The euro was little changed at $1.3464 after earlier falling to $1.3438, the lowest since Nov. 21. The 18-nation common currency strengthened 0.3 percent to 137.08 yen. The dollar gained 0.3 percent to 101.82 yen and touched 101.86, the highest since July 9.
The kiwi weakened by at least 0.9 percent against all 31 of its major peers after Reserve Bank Governor Graeme Wheeler said the currency’s level is “unjustified and unsustainable.” He also signaled a policy pause after the fourth interest-rate increase this year.
“It’s essentially a pretty dovish commentary from the RBNZ and the kiwi’s getting hit on that,” said Alvin Tan, a foreign-exchange strategist at Societe Generale SA in London. “The long-kiwi trade has been getting crowded. We like buying the Australian dollar versus the kiwi.” A long position is a bet a currency will appreciate.
New Zealand’s dollar slid 1.5 percent to 85.73 U.S. cents, its biggest decline on a closing basis since Aug. 21.
Today’s drop pared the kiwi’s advance this year to 4.9 percent, still the most after the Aussie’s 6.3 percent jump among 10 developed-nation currencies tracked by Bloomberg Correlation Weighted Indexes. The greenback was little changed, the euro weakened 2.2 percent and the yen added 3.9 percent.
Australia’s currency fell even as the preliminary China Purchasing Managers’ Index from HSBC Holdings Plc and Markit Economics was at 52, compared with the 51 median estimate of analysts surveyed by Bloomberg News and last month’s reading of 50.7. Numbers above 50 indicate expansion.
The Aussie slid 0.4 percent to 94.19 U.S. cents after earlier rising to 94.71 cents, the highest level since July 2. China is Australia’s largest trading partner.
The pound declined to the lowest in almost month as U.K. sales including auto fuel increased 0.1 percent from May, the Office for National Statistics said today in London. The median forecast of economists in a Bloomberg survey was for an increase of 0.3 percent.
Sterling declined 0.3 percent to $1.6986 and reached $1.6967, the lowest since June 25. The U.K. currency weakened 0.3 percent to 79.26 pence per euro.
The euro erased a drop after Markit Economics said its manufacturing index for the euro area rose to to 51.9 in July from 51.8 last month.

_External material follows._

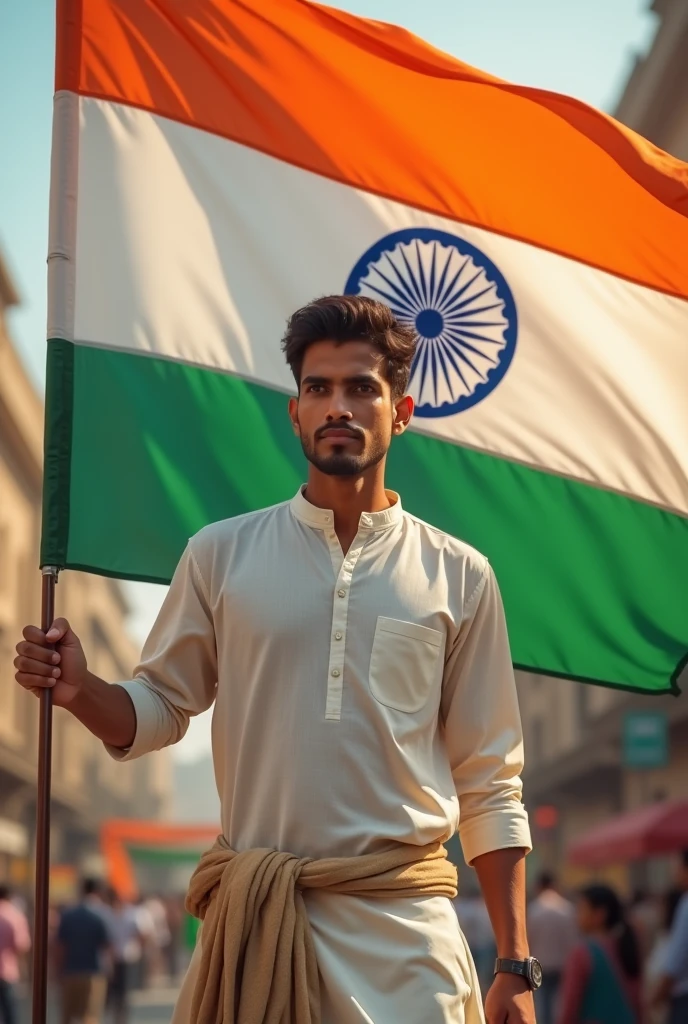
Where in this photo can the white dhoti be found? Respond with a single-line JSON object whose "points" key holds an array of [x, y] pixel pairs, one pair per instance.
{"points": [[382, 962]]}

Economists in a Bloomberg News survey predicted a reading of 51.7. For the U.S., a similar gauge scheduled for release today is projected to increase to 57.5 from 57.3 in June, a separate survey showed.

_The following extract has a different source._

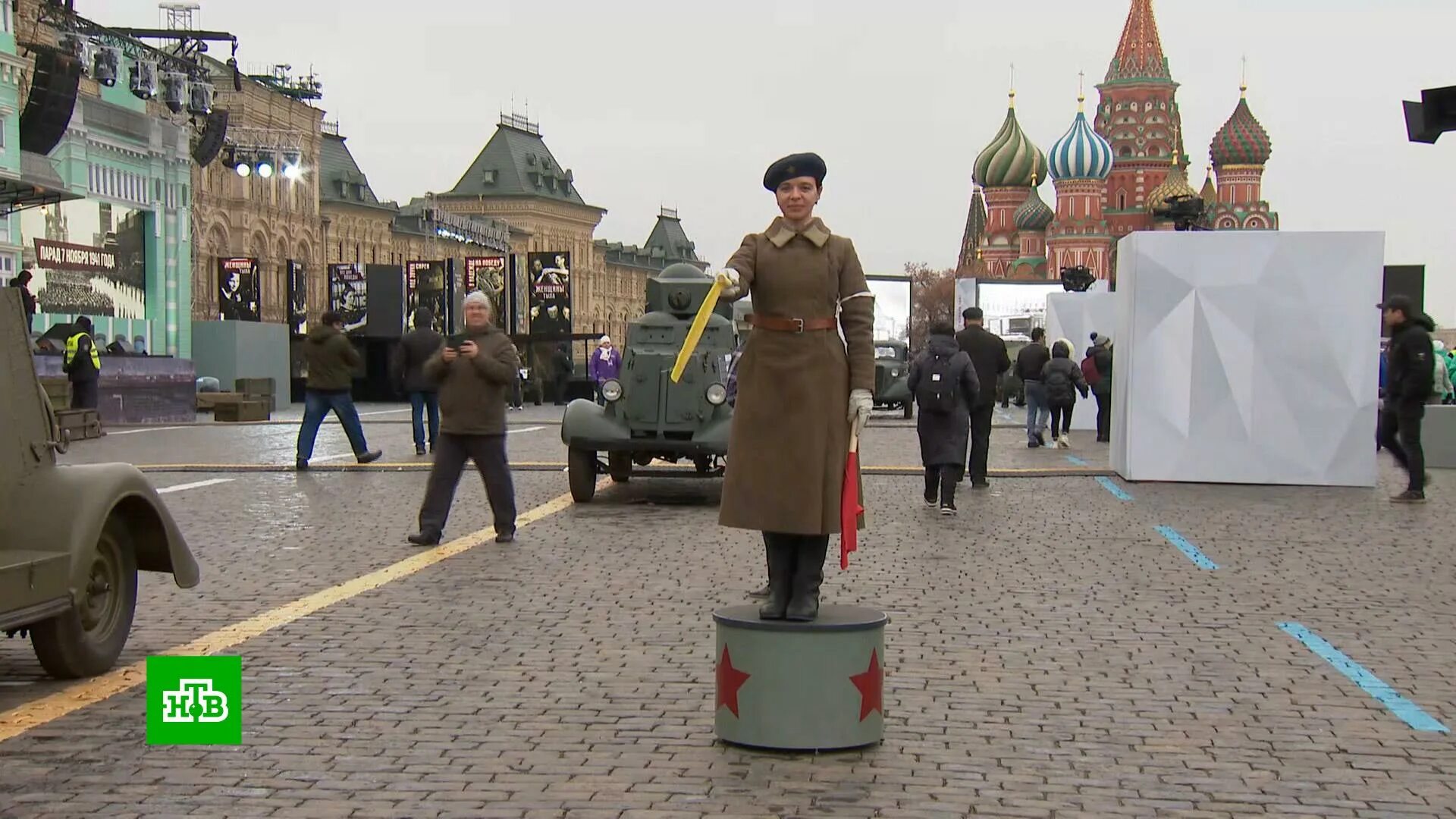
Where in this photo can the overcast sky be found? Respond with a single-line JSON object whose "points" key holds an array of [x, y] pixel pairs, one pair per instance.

The dollar extended gains versus the yen after jobless claims fell by 19,000 to 284,000 in the week ended July 19, the fewest since February 2006 and lower than any economist surveyed by Bloomberg forecast, a Labor Department report showed today in Washington.
“The market is definitely reacting -- dollar-yen was already through new highs on the week and since the data has rallied,” Brad Bechtel, managing director of Faros Trading LLC in Stamford, Connecticut, said in a phone interview. “Monetary policy remains ultra-accommodative and the economy is cruising along in the right direction.”
The jobless data follow a report that showed employers added 288,000 jobs in June, lifting the average monthly advance so far in 2014 to almost 231,000. If that pace is sustained, it would be the best year since 1999. The unemployment rate dropped last month to an almost six-year low of 6.1 percent.
Federal Reserve Chair Janet Yellen said last week borrowing costs may rise sooner than forecast “if the labor market continues to improve more quickly than anticipated,” adding that the central bank must press on with stimulus because “significant slack” remains.
While the jobless claims data are “obviously consistent” with a strengthening labor market, “I highly doubt that we settle out at such a low level,” said Stephen Stanley, the Stamford, Connecticut-based chief economist at Pierpont Securities LLC.
“The labor market is better, but it’s not that much better,” he said today in a client note. “Chair Yellen and the doves at the Fed are quite eager to convince you that we have heaps of slack in the labor market still, well beyond what the 6.1 percent unemployment rate would usually suggest.”